清の首都、北京の中心に紫禁城として知られる宮殿があります。ここには格格(グゥグゥ)として知られる宮廷の王妃や満州の貴族の娘たちが住んでおり、エレガントな風采で知られていました。

清王朝(1644-1911)は、中国最後の王朝期にあたり、また満州族が中国を支配した唯一の時期でもあります。満州族は中国では二番目の数を包容する少数民族で、北東からやってきました。今日の格格のダンスは、乾隆帝の時代の清の宮廷を起源とします。

これらの舞踊の最も際立った特徴は、淑女の穏やかな物腰と、頭飾り、房飾り、ハンカチ、特有の高靴などの飾り付けられた装いです。

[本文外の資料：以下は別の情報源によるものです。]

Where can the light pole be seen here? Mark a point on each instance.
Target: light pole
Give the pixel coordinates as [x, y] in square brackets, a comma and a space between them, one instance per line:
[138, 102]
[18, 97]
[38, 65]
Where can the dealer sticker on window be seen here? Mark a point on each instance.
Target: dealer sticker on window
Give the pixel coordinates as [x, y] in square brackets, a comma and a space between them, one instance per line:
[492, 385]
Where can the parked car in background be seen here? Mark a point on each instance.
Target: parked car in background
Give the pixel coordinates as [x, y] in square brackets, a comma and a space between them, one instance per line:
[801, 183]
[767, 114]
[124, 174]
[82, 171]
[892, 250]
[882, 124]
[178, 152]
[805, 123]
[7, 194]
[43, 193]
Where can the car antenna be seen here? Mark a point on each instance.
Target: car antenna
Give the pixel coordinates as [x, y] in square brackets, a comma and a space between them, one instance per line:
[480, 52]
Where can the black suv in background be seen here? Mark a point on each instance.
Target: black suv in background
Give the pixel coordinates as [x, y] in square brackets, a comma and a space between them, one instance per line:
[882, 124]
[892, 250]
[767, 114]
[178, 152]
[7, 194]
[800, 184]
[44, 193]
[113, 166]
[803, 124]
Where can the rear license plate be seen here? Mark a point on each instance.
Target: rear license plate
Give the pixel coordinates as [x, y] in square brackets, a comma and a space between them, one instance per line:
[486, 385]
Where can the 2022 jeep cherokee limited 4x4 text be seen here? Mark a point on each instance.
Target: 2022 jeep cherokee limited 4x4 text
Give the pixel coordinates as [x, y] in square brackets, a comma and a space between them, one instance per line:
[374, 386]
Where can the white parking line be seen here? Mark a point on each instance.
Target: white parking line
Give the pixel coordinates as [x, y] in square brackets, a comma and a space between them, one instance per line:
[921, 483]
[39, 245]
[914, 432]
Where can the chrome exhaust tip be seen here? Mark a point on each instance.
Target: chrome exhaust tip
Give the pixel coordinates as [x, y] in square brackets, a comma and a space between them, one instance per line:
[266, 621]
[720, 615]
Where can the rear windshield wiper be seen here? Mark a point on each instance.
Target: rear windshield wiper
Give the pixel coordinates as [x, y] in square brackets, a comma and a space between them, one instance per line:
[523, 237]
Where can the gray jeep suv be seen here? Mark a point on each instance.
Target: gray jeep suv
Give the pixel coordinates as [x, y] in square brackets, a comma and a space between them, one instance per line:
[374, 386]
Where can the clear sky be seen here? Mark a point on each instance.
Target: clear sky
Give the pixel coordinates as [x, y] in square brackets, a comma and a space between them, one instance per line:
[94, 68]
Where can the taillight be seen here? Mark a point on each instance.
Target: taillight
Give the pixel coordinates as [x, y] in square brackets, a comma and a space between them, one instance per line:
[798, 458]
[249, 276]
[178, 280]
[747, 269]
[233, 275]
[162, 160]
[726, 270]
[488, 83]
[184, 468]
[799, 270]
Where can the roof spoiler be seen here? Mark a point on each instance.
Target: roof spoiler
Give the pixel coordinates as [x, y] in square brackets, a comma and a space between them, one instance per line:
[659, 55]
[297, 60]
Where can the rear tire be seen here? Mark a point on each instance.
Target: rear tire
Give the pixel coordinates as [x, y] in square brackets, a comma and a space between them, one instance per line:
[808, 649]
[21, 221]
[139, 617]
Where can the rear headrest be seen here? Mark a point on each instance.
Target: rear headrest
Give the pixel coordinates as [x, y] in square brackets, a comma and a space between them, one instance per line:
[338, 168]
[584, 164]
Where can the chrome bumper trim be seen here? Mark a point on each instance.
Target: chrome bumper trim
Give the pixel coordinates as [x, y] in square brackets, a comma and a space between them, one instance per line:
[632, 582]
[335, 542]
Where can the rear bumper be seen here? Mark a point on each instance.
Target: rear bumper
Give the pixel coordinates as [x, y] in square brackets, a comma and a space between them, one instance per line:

満州の女性は纏足はしません。その代わりに格格たちは、靴底の厚みが10cmほどの高靴を履きます。花盆底または馬蹄底の靴として知られます。シルクで覆われており、靴の両脇に花模様が刺繍されていますが、これが名前の由来ではなく、格格たちが歩いた後の靴跡の形からこのように呼ばれるようになりました。満州の淑女は、この靴を履いて、バランスを保つため、両腕を穏やかに振りながら、小さな歩幅で慎ましく歩きます。この靴を履いて、有名な格格の優雅さを表現しながら踊ることは、かなりの器用さとバランス感覚が要されます。